Mine.
"Everyone's
got a hat!" the bachelor party, all innocence, chorused gleefully, as I
s-l-o-w-l-y returned to my seat.
I gazed across
the asylum. Impending doom? Where was it now in Wrigleyville, where it always
grew thicker than ivy? Gone, the fans around me kept insisting, vaporized ever
since the Cubs had swept their four-game series with the second-place Brewers
in July, the last three of those games outright thigh-slappers. "It's
strange, because we've walked into this trap before," Will Wagner, the
author of the 2005 book Wrigley Blues, had mused over pregame pizza.
"Nope, we're
not going to have a '69 again," declared Chris, referring to that most
notorious of Cubs collapses when a black cat scampered past Ron Santo in the
on-deck circle at Shea Stadium as his team was busy trashing a nine-game
mid-August lead. "This is the best Cub team since the '30s. We've got five
pitchers who'll have double-figure wins. We win by five even when we don't play
well. We've got depth and we've got versatility—guys that play everywhere and
can hit almost anywhere in the order. We're always up 5--1 in the third or
we're coming back to win in the eighth. I've been waiting for this team all my
life."
On cue, the
eighth-inning comeback began. Pint-sized pinch hitter Mike Fontenot socked one
into the wind stream and watched it vanish. Phils 4, Cubs 2. Alfonso Soriano
short-hopped the wall in right center for a double, then Ryan Theriot lined a
single to right. Dr. Drew led the entire rightfield bleachers in Olé! Olé! Olé!
Olé! "Never saw a Cub team like this!" howled Chris. "Never out of
it!" Derrek Lee walked. Bases jammed. Entire joint on its feet. Another
Marty-missed call, number 22 from his steaming girlfriend. A 1--0 fastball to
Aramis Ramirez: Oh my God....
Ramirez sent it
deep into the night sky, the wind whipped it further yet—grand slam! Cubs 6,
Phils 4. The crowd boom was sonic, an eruption so deafening that it startled
attendants at a parking lot a mile and a half away; how loud would it have been
if so many people weren't kissing and screaming? Every plastic cowboy hat but
my missing one twirled high above a Brokebacker's head like a bronco rider's.

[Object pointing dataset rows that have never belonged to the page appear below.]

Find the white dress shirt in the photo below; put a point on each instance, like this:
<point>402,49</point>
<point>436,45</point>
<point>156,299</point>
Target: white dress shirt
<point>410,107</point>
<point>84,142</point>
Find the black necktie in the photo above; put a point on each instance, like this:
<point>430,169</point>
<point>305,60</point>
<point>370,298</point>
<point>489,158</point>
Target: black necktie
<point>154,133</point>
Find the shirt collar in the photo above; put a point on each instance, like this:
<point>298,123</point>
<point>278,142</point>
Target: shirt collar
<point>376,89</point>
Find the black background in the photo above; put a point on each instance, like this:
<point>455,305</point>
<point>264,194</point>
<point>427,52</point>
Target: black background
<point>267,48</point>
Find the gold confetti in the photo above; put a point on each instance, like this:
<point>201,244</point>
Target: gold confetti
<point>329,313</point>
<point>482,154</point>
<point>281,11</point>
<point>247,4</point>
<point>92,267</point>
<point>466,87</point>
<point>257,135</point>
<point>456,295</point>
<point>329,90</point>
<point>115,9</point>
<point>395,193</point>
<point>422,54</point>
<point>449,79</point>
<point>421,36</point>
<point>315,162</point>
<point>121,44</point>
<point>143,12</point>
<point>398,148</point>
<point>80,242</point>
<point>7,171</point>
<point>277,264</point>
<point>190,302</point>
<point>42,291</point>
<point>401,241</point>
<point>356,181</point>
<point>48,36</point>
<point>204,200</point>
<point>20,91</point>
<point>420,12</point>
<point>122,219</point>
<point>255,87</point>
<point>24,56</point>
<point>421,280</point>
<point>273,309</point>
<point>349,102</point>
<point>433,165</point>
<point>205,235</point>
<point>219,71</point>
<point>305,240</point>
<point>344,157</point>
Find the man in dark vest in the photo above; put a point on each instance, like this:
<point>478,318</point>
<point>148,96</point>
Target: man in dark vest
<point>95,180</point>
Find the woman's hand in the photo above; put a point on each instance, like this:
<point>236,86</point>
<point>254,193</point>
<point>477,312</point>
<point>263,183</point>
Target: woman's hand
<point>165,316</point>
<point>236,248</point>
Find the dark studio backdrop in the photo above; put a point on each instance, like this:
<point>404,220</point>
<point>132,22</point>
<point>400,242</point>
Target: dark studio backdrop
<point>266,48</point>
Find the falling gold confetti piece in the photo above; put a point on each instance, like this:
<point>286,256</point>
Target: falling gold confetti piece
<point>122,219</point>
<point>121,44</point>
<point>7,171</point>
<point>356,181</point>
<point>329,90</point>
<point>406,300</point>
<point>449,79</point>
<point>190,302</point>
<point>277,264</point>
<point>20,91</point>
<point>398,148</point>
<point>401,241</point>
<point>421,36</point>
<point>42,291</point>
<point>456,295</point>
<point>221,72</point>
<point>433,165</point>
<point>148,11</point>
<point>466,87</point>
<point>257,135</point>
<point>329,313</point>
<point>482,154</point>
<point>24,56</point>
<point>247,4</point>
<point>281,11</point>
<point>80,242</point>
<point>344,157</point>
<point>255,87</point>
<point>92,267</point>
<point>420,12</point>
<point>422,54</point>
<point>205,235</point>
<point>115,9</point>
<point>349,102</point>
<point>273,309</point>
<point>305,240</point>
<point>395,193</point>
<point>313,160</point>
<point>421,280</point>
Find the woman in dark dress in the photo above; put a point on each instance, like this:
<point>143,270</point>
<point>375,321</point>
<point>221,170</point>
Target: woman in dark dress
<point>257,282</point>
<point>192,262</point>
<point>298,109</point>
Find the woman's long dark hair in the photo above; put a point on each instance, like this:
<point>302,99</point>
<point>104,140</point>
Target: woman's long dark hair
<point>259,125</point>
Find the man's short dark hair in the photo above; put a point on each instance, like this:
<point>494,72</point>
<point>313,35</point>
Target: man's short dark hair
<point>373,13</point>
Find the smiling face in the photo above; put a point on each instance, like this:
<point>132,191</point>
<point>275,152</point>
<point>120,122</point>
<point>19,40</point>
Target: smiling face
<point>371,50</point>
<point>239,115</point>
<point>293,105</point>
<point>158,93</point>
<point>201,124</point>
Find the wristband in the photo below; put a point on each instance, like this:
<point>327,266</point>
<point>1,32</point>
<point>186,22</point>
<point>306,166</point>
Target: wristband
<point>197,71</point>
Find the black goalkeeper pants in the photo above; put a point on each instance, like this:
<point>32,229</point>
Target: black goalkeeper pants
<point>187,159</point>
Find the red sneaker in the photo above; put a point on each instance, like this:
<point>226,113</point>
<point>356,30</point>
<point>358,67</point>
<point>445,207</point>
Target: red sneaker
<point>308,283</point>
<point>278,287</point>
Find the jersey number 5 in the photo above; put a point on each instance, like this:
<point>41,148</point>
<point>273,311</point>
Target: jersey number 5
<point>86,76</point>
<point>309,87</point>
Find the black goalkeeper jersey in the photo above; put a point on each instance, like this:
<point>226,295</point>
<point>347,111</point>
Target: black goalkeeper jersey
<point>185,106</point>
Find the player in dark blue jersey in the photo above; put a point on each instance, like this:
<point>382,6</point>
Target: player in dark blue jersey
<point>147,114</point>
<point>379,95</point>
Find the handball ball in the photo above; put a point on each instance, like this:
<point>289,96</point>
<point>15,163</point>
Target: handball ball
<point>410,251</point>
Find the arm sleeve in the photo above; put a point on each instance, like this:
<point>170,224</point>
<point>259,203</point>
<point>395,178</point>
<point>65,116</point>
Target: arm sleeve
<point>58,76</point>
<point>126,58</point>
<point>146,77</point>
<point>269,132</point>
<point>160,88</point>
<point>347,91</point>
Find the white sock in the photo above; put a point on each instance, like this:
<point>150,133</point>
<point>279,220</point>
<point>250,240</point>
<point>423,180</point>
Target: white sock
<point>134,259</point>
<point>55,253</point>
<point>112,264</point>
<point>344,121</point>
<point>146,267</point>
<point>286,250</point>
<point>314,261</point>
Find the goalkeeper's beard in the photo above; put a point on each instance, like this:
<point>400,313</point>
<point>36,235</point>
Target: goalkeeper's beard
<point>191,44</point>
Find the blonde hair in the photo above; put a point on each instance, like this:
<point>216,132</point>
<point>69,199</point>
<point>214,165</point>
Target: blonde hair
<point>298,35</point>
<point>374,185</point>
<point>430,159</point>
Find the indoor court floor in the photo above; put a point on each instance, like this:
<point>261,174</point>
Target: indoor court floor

"Marty ain't gettin' none tonight!" shouted Chris, "but A-Ram
is!"
No one departed
after the Phillies submitted in the ninth. Everyone stayed and sang like a
college crowd chorusing its fight song—
Go, Cubs, go!
Go, Cubs, go!
Hey, Chicago, what do you say?
The Cubs are gonna win today!
They got the power, they got the speed
To be the best in the National League
Well this is the year and the Cubs are real
So come on down to Wrigley Field!
—everyone, that
is, except Marty, smiling too hard to sing, bent in half with bliss over the
rightfield wall, head dunked in his beloved basket.